Picture the summit of Mount Everest. Now picture what you'd plan to wear in the cold and wind on the top of the world. It's likely an extremely puffy down piece, not a 3-millimeter thick one from Hanesbrands.
This spring, mountaineer Jamie Clarke will lead an expedition to the summit of Everest, where he'll wear the thinnest extreme weather suit ever developed. The Champion Super Suit is a 3-mm thick one-piece insulated with Zeroloft Aerogel and developed by Hanesbrands' research and development team. (Hanesbrand is the parent company of DuoFold and Champions.)
When the company decided to sponsor Clarke's Everest expedition, CEO Rich Noll reportedly said he didn't want Clarke to look like the Stay Puff marshmallow man. Thus began the quest for a man-made insulation that could compete with down and be windproof.
Wearing the rather large, but very thin, Super Suit, at a paltry elevation of 4,226 feet.
Mike Abbott, director of research and development for Hanesbrands, said it took three months to locate the right insulating material, Aerogel. Originally developed for NASA, Aerogel essentially is puffed glass (98% air and 2% silicone), and the lightest solid on earth. Natural gas and oil companies use it to insulate deep-water pipelines. It also can be found as a component in Pacific Outdoor Equipment's aero sleeping pads.
It's taken another two years for R&D and testing to develop the suit. Clarke, who I met at the booth today, said he's tested iterations as high as 17,000 feet so far.
The Super Suit has four layers: 1) a hard-shell outer, 2) the Zeroloft Aspen Aerogel, 3) a metallicized foil membrane that reflects body heat back to the wearer, and 4) a wicking polyester inner lining. Hanesbrands says the suit will provide equal insulation, greater mobility, and superior wind resistance compared with a typical 40-mm-thick goose-down parka.
A Super Suit jacket prototype was on display at the company's booth today, and I had the chance to wear it for several minutes, until I got too warm and took it off. Hanesbrand developed all five apparel layers for the expedition: a seamless baselayer with graduated compression zones, an insulating layer, a soft shell, a hard shell, and the Super Suit. None of the seams on the five-layer system overlap with another layer of seams.
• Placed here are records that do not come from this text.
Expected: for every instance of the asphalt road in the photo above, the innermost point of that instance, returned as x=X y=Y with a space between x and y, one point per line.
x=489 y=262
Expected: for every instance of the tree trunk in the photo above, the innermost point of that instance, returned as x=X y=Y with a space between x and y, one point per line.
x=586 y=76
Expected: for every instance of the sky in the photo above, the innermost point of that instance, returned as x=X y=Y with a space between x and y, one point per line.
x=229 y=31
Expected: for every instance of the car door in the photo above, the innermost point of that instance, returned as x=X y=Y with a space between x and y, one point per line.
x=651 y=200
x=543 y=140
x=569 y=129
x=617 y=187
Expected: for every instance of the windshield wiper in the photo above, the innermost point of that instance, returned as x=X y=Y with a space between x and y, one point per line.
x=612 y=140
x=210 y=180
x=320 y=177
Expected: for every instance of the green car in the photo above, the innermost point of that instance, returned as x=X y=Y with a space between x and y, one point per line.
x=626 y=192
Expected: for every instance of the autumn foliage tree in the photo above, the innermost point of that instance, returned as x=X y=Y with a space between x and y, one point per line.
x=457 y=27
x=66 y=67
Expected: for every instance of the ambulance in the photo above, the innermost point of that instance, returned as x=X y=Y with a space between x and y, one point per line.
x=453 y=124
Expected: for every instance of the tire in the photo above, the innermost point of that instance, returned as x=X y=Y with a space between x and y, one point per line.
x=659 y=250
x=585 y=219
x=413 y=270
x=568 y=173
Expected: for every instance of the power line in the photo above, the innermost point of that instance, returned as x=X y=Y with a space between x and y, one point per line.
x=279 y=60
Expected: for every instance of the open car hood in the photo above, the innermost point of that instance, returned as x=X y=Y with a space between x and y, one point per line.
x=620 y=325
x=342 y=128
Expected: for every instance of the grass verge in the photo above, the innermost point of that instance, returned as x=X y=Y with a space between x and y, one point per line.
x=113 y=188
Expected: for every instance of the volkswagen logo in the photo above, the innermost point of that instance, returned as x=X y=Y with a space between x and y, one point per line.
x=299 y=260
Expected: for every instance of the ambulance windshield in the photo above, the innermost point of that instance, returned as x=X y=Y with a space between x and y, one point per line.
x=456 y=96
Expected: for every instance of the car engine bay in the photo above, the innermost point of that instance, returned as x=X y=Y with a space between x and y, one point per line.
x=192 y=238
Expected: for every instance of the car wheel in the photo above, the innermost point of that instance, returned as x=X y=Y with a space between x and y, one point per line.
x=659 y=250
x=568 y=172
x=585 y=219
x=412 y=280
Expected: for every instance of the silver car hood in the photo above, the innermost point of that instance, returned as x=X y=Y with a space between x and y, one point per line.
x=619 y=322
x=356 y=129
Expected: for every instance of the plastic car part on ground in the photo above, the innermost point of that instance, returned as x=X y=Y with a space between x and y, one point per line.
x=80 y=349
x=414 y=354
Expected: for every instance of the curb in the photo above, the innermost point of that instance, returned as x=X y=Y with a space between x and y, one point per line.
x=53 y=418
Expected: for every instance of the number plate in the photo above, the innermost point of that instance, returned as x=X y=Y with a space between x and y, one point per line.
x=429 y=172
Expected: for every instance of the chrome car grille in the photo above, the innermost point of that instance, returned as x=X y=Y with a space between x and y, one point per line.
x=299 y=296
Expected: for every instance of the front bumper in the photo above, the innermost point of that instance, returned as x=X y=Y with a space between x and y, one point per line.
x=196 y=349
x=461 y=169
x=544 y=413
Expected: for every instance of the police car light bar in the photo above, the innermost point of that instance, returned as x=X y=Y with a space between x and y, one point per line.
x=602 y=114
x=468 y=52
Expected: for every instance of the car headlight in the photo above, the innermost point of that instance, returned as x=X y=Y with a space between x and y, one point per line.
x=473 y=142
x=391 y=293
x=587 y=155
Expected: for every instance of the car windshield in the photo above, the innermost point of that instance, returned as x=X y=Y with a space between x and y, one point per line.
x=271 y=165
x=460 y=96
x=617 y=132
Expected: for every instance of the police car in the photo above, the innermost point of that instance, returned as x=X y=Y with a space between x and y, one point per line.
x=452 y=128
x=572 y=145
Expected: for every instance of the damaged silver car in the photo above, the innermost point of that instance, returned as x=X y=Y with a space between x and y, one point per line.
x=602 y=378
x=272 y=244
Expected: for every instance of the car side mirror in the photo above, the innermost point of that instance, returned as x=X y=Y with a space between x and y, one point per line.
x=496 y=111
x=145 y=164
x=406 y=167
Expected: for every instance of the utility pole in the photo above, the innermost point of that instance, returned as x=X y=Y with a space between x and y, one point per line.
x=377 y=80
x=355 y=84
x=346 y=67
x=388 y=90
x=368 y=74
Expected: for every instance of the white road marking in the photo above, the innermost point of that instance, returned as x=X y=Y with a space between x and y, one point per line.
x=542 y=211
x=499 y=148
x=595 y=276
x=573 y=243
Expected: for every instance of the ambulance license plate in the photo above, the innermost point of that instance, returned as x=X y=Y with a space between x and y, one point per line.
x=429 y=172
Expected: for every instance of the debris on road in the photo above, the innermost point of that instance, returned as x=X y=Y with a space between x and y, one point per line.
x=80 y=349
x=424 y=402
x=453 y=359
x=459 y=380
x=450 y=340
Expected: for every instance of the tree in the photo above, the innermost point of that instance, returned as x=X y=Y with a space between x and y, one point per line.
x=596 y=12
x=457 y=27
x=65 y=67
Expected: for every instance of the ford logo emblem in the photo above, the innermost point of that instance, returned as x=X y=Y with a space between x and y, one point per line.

Testing the Aerogel against polyester microfiber on dry ice. That's expedition leader Jamie Clarke behind me.
To feel the insulating properties for yourself, a box of dry ice was set up where you could test an Aerogel mitt and a polyester microfiber mitt. I donned one on each hand, put my hands on the dry ice and could immediately feel the ice through the poly mitt, but not the Aerogel. I instinctively tried pressing my Aerogel mitt harder against the ice to feel it, but felt no cold. Abbott told me that Aerogel actually insulates better as it gets weighted down, versus down or synthetics which rely on their loft to keep you warm.
Hanesbrand took on developing the Super Suit and expedition layers to push the boundaries of its R&D team. Now it's bringing that technology back to its consumers. The same seamless baselayer will be sold under the Duofold brand this fall. The insulating mid-layer is just a heavier version of Duofold's Varitherm Mid-Weight Dri-release Wool. Champion will introduce Cold Weather Gear layers in the fall.
No word yet on when you'll be able to buy your own Aerogel jacket.